It is held on behalf of the Lord Advocate in order to guard against conflict of interest in prosecutorial decision making.

It is designed to ensure that impartiality can be demonstrated in relation to any individual making prosecutorial decisions or involvement in the preparation or presentation of any case.

The Register is not published.

To provide information about the personal interests of prosecution staff could compromise the security of individual staff members, undermine their ability to do their job and create conflict with our obligations under the Data Protection Act 1998.

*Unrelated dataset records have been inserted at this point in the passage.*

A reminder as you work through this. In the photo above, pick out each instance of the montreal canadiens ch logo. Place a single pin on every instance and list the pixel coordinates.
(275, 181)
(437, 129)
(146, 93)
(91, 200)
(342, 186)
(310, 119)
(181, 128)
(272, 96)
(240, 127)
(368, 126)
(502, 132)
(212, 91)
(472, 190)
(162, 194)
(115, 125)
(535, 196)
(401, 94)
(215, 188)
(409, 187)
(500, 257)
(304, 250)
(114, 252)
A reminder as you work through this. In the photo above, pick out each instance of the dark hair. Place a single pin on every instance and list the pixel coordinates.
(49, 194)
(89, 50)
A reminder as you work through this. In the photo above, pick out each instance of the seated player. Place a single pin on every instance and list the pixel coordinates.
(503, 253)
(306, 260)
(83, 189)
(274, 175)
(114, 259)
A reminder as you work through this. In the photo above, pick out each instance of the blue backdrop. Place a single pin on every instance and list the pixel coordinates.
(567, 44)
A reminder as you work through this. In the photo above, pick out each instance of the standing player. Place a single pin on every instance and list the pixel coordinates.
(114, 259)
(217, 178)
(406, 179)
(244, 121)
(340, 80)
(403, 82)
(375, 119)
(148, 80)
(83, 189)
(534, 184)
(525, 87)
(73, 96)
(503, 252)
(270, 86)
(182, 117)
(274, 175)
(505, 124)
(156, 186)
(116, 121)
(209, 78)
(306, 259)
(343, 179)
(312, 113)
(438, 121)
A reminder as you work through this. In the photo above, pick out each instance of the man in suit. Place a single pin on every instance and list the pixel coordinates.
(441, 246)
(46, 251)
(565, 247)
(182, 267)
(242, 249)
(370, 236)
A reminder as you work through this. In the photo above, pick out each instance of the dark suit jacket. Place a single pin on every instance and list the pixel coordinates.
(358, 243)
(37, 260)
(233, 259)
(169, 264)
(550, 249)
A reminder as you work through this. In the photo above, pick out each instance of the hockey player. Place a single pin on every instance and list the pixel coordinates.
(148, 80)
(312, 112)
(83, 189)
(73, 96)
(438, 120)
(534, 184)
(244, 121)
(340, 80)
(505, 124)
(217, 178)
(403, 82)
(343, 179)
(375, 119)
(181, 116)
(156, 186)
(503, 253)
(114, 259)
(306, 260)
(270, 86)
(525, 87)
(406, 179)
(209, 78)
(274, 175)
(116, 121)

It is worth noting while the Lord Advocate is determined to withhold the information contained in the COPFS register of interests from public scrutiny, the Crown Office itself believe members of their own staff are not honest in their own declarations and entries in the register.

And, in a number of trials, prosecutors and COPFS staff have been switched around at the last minute after failing to declare interests which could have potentially harmed criminal trials.

While the Crown Office would only issue the above statement online in relation to it’s secret Register of Interests – the evidence now in the public domain in relation to serious conflicts of interest held by prosecutors, personal links to the judiciary, businesses who themselves have contracts within the justice system, and other more serious issues including jobs handed out to family members – make the case for publication much stronger.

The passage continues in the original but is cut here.